Come fanno le api a resistere al caldo durante le torride giornate estive, in particolare all’interno degli alveari? È la domanda cui hanno tentato di dare una risposta alcuni ricercatori della Harvard John A. Paulson School of Engineering e Applied Sciences (SEAS) e del Dipartimento di Biologia Organismica ed Evolutiva (OEB) .

I ricercatori stessi sono fatti questa domanda osservando soprattutto quelle api che vivono in ambienti cittadini, ossia in ambienti che, quando congestionati e stretti, riescono a produrre molto calore in quelli che possono essere considerati come veri e propri ambienti sostanzialmente chiusi, ossia agli alveari.
Gli scienziati hanno scoperto che quando fa particolarmente caldo un particolare gruppo di api continua a percorrere la strada verso l’entrata utilizzando le ali come ventole.

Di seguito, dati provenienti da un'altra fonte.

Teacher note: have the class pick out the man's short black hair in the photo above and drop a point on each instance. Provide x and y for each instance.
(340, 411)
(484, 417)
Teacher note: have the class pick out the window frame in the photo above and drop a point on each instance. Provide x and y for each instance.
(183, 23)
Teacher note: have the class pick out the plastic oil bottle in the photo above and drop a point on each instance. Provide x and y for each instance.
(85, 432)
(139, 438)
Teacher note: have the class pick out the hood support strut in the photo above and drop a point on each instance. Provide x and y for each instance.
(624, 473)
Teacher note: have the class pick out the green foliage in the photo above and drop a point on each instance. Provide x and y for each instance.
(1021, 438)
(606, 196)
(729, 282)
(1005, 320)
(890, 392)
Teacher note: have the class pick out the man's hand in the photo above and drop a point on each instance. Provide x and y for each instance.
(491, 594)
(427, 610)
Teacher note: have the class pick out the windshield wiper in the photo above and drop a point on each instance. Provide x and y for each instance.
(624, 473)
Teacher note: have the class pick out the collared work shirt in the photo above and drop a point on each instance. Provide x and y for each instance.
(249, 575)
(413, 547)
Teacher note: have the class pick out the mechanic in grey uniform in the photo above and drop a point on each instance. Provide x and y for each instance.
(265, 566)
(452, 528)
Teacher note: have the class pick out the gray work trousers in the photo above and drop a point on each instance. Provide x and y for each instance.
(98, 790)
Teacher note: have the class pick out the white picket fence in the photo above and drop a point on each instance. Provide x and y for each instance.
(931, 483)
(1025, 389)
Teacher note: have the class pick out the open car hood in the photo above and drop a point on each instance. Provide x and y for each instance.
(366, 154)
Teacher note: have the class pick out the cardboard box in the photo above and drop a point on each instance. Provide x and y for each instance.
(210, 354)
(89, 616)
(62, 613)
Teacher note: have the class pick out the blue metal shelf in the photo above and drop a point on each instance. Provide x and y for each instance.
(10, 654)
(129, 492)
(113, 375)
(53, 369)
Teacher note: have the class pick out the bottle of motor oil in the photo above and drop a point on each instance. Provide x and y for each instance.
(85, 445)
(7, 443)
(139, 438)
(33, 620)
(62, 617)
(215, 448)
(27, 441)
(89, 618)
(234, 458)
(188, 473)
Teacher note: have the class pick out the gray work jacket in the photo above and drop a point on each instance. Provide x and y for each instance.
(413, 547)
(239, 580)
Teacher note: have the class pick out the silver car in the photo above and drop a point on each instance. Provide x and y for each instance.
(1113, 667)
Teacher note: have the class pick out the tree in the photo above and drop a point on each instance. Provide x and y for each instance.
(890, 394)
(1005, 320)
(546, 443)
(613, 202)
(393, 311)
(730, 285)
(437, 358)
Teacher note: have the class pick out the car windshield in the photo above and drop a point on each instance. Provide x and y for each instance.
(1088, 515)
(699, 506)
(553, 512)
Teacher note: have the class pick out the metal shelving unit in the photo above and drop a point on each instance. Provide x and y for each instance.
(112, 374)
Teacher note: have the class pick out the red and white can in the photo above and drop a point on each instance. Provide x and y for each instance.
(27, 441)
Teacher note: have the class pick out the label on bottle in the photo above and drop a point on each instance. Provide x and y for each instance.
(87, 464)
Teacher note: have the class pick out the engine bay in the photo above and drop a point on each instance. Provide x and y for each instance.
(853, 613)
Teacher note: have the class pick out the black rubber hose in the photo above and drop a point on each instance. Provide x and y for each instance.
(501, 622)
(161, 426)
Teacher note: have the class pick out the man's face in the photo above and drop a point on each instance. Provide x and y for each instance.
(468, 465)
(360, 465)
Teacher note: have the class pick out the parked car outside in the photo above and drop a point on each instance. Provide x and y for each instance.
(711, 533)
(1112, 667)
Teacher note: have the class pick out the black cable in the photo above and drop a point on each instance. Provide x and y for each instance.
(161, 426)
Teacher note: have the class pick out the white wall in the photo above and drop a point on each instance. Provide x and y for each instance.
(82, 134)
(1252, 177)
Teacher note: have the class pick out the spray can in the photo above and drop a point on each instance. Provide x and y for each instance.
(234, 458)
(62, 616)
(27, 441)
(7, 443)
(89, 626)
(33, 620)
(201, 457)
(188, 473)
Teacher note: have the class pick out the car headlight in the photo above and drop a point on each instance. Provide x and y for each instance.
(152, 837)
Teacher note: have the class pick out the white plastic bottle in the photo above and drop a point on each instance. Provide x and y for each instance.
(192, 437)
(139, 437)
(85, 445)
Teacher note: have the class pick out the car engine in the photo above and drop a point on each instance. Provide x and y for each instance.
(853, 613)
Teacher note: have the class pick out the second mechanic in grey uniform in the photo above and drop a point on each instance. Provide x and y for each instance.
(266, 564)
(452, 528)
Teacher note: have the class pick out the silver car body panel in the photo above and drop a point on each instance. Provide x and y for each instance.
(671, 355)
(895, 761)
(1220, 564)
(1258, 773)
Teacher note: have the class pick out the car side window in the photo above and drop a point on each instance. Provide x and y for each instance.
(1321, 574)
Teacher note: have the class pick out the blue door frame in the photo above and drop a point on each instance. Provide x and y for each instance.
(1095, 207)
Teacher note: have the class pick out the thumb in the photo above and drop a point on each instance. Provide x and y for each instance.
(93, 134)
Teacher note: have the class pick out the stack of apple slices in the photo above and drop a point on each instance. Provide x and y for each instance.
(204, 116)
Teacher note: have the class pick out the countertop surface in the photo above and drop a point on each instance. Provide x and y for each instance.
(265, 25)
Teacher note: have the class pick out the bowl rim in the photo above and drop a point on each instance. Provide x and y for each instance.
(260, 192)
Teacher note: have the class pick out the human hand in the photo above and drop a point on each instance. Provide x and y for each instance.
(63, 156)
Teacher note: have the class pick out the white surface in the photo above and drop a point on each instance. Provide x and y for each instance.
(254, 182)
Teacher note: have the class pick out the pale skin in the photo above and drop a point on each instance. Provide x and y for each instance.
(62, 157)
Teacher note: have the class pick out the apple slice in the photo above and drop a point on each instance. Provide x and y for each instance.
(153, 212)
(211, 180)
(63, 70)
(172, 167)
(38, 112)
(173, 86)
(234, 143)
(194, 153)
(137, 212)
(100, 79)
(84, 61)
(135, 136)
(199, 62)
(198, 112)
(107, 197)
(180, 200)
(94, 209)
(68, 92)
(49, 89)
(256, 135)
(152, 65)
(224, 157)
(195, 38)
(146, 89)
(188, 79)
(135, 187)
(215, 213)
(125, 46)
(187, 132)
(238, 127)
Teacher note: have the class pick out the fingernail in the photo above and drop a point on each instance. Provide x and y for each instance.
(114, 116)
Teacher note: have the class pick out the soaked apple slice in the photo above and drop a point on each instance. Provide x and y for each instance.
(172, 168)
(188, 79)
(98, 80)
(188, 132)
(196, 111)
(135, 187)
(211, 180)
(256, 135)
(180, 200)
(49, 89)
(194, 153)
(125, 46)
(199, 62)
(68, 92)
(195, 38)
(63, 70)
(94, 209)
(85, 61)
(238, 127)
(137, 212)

In questo modo attirano l’aria calda trasportandola verso l’esterno e, allo stesso tempo, consentono all’aria un po’ più fredda di entrare. Un vero e proprio sistema di ventilazione studiato dai ricercatori tramite modelli computazionali e tramite misure dirette della temperatura all’interno dell’alveare e della posizione nonché della densità delle api che effettuavano quel particolare movimento.

Secondo i ricercatori queste api riescono a creare un vero modello di flusso su larga scala per ventilare gli alveari ma ciò che li ha sorpresi di più è probabilmente l’organizzazione collettiva grazie alla quale possono godere di una soluzione di raffreddamento davvero efficiente.
“Il nostro studio dimostra come sfruttare le dinamiche dell’ambiente fisico consente l’organizzazione su larga scala di un processo fisiologico”, dichiara Orit Peleg, ricercatore dell’Università del Colorado e uno degli autori della ricerca.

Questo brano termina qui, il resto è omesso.